Nunatsiaq News
NEWS: Nunavut October 09, 2018 - 9:45 am

Improved Mary River benefits deal will deliver more to Inuit, QIA says

Amended agreement provides $10-million for Pond Inlet training centre

BETH BROWN
Eva Aariak, the Qikiqtani Inuit Association's chief negotiator for its Inuit impact and benefits agreement with Baffinland Iron Mines Corp., and Stephen Williamson-Bathory, QIA's director of major projects. (PHOTO BY BETH BROWN)
Eva Aariak, the Qikiqtani Inuit Association's chief negotiator for its Inuit impact and benefits agreement with Baffinland Iron Mines Corp., and Stephen Williamson-Bathory, QIA's director of major projects. (PHOTO BY BETH BROWN)
P.J. Akeeagok (right,) president of the Qikiqtani Inuit Association, and Brian Penney, president and CEO of Baffinland Iron Mines Corp. sign an amended Inuit impact benefit agreement Oct. 3 in Iqaluit. (PHOTO BY BETH BROWN)
P.J. Akeeagok (right,) president of the Qikiqtani Inuit Association, and Brian Penney, president and CEO of Baffinland Iron Mines Corp. sign an amended Inuit impact benefit agreement Oct. 3 in Iqaluit. (PHOTO BY BETH BROWN)

Baffinland Iron Mines Corp. and the Qikiqtani Inuit Association say they will aim for a better record on meeting Inuit employment and training targets at the Mary River mine through their amended Inuit impact and benefits agreement, or IIBA, signed on Oct. 3 in Iqaluit.

“I truly feel this is a benefit agreement that clearly lays out what the communities want, what Inuit want and have always envisioned,” QIA President P.J. Akeeagok said at the signing ceremony.

“We are representing Inuit interests,” he said.

QIA board members approved the changes to the Mary River IIBA in a unanimous motion only an hour and a half before the signing ceremony.

The deal replaces the first IIBA, which was signed five years ago in September 2013.

“Everybody thought it created a platform for a growing Inuit workforce at the Baffinland. After four years, both QIA and Baffinland looked at it and said, we can do better,” said Brian Penney, Baffinland’s president and CEO, who signed the agreement with Akeeagok.

Training centre for Pond Inlet

Within the beefed-up IIBA, Baffinland and QIA agree to develop and construct a $10-million training centre in Pond Inlet, in co-operation with the community and with Nunavut Arctic College.

In 2017, the proportion of Inuit employed at the mine was recorded at only 12.9 per cent, roughly half the minimum target of 25 per cent.

The amended IIBA aims for an overall Inuit employment target of 50 per cent, to be “revisited” in 10 years.

Other changes to the IIBA:

• Inuit from all Baffin communities will get priority for hiring. The amended IIBA ensures all transportation and accommodation costs are covered by Baffinland, at no net cost to the employee.

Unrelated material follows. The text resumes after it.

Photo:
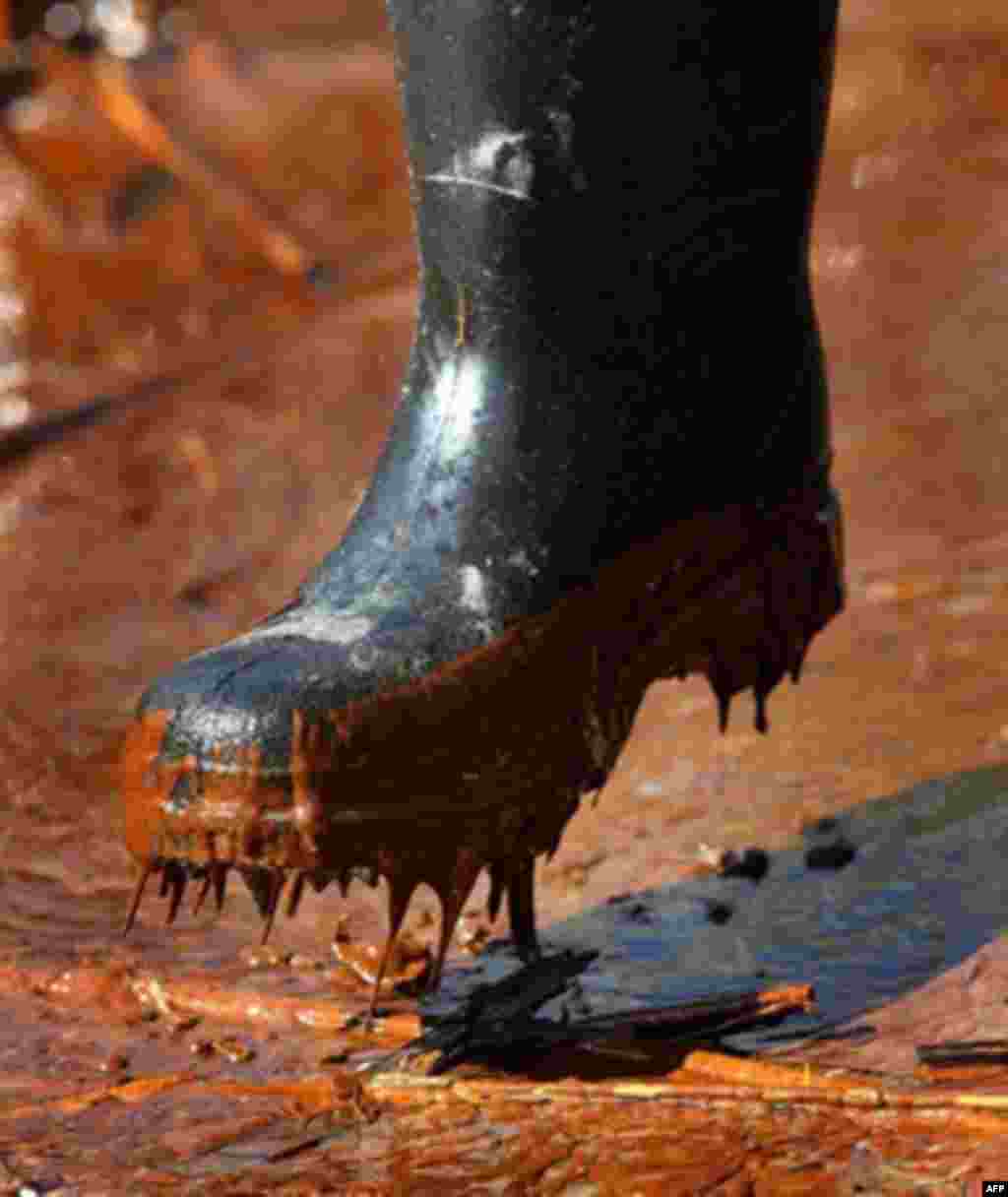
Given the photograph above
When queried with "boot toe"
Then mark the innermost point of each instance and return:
(242, 697)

• Expansion of the Inuit training budget to $2.25 million per year from 2018 to 2021, and to $1.5 million for 2021 to 2031.

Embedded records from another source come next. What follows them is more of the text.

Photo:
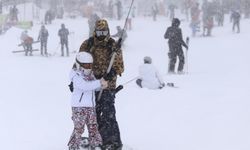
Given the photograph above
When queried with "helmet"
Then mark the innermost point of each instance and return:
(84, 57)
(101, 30)
(147, 60)
(176, 22)
(101, 25)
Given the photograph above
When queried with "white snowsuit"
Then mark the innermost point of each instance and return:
(83, 109)
(150, 76)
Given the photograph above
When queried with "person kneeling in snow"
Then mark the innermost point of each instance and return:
(83, 86)
(149, 76)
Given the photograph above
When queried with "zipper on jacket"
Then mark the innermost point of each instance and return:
(81, 98)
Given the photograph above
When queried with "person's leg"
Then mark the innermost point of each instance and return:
(95, 139)
(138, 82)
(45, 48)
(67, 47)
(172, 60)
(181, 61)
(62, 46)
(78, 117)
(238, 27)
(41, 48)
(109, 130)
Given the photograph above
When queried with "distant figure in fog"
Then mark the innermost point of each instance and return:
(149, 77)
(63, 33)
(235, 18)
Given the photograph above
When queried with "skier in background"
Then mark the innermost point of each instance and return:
(101, 46)
(235, 18)
(155, 11)
(119, 9)
(63, 33)
(43, 38)
(195, 18)
(149, 77)
(26, 42)
(83, 102)
(120, 34)
(91, 21)
(175, 43)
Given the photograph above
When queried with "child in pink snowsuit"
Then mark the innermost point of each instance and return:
(83, 102)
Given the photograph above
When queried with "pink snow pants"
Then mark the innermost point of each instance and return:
(80, 117)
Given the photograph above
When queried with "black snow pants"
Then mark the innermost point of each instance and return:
(106, 119)
(174, 52)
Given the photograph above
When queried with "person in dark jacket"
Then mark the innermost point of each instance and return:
(91, 21)
(43, 38)
(63, 33)
(235, 17)
(175, 43)
(121, 34)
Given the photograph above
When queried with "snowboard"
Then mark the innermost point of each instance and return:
(85, 145)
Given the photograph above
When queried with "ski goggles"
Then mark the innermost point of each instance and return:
(101, 33)
(86, 66)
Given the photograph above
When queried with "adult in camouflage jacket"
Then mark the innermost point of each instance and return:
(101, 46)
(175, 43)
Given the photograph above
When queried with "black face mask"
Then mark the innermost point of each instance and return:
(100, 38)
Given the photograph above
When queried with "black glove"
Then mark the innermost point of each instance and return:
(185, 45)
(170, 84)
(71, 87)
(162, 86)
(109, 76)
(119, 43)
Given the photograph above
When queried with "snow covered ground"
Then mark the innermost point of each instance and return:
(209, 111)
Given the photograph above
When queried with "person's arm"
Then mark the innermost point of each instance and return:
(81, 84)
(181, 39)
(84, 47)
(39, 36)
(118, 62)
(166, 35)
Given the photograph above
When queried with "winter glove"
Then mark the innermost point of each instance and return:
(71, 87)
(170, 84)
(109, 76)
(185, 45)
(104, 83)
(119, 43)
(162, 86)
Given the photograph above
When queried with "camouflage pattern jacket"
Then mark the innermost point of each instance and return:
(102, 52)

• Baffinland will run a work readiness program three times a year within the five Qikiqtani communities most affected by the mine: Igloolik, Hall Beach, Pond Inlet, Arctic Bay and Clyde River. All Inuit who enter this training will become employees of the mine.

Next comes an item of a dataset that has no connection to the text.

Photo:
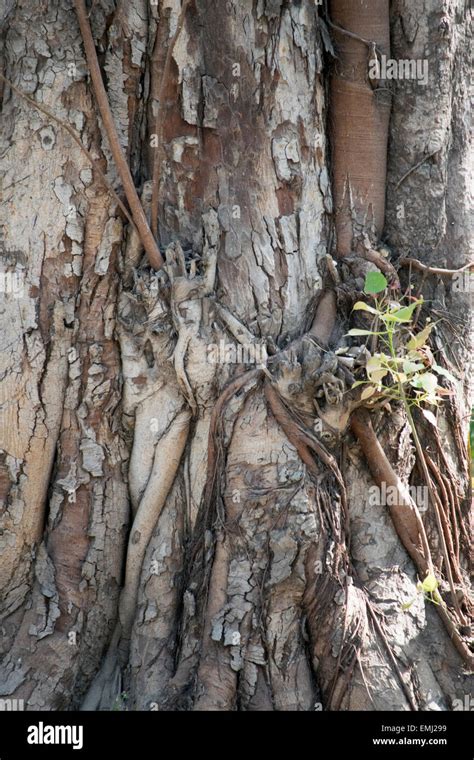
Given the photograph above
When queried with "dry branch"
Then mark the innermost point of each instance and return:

• Baffinland will spend $300,000 over 12 years to buy research vessels for Pond Inlet, Arctic Bay, Clyde River, Igloolik and Hall Beach. Every three years, one of these five communities will get a vessel until they all possess one.

• Pond Inlet will get $200,000 over 10 years to run its own projects aimed at monitoring the impacts of the mine.

• Baffinland will hire and train an Inuit recruiter, hire four Inuit human resource advisors, and provide career-path planning for Baffin Inuit.

New royalty provisions

The IIBA also changes the way Baffinland pays royalties to QIA:

• Starting in 2019, QIA will receive payments based on actual sales of iron ore.

• If the royalty payment is less than $5 million, the QIA will still receive advance payments.

• The royalty rate and the advance payments remains the same.

This change is connected to a recent dispute between Baffinland and QIA over advance royalty payments.

That dispute wasn’t resolved until after an arbitration tribunal last summer ruled that Baffinland owed QIA more than $7 million in advance payments.

“The royalty agreement wasn’t very clear in certain instances,” QIA’s director of major projects, Stephen Williamson-Bathory, told QIA board members prior to their vote on the IIBA motion.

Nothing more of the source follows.